A. Yes, I know. And that’s a whole concept, the first amendment, freedom of speech and press. There’s no problem with the speech thing, it just has selective volumes on it, not based on what’s important, but how they can control it.
They hit you with too much stuff that keeps coming and coming. I can’t listen fast enough. They distract you and distract you. There are real things out there but they get no resonance or support. They just drift on by and people forget about it.
We’ve got too much information and not enough ears to hear it. People need to be able to really hear it. When it just keeps coming and coming at you so fast, it’s impossible to really hear it.
Q.What do you think about the current state of discourse in our country?

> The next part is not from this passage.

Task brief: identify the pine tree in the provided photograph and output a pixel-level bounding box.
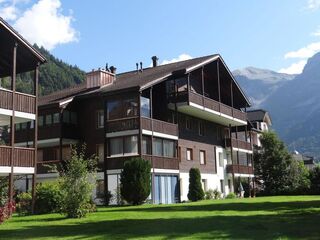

A.I’m watching as the more liberal people are starting to do the same thing, taking things out of context; expand and trivialize. It looks like National Enquirer. But nothing equates to the vehemence and disrespect the conservatives have; the exaggerated lies and stuff they say. How can they say these things and get away with them? I don’t know! And then the national press…both sides do the same thing there’s not a huge amount of difference between the two sides. No, there’s not a huge degree of difference between the two sides.
Q.Do you think people have the will to be politically active?
A.You see, to be a satirist and defender of rights of people, if you’re gonna do that, you‘ve either got to be an activist on the ground organizing the march and stuff, or like Sean Penn or George Clooney…these guys go to Bosnia and Haiti and get out there and take the slings and arrows of the right wing.
But what I think is so neat, is, as long as your art is great, you can say certain things. I just am impressed with the people who are doing it. I know they take a lot of heat from it from the extreme right who just attack anybody who says anything they don’t like.
So now, I am fully invested in, (laughs at self) well, I am trying to make the world a better place.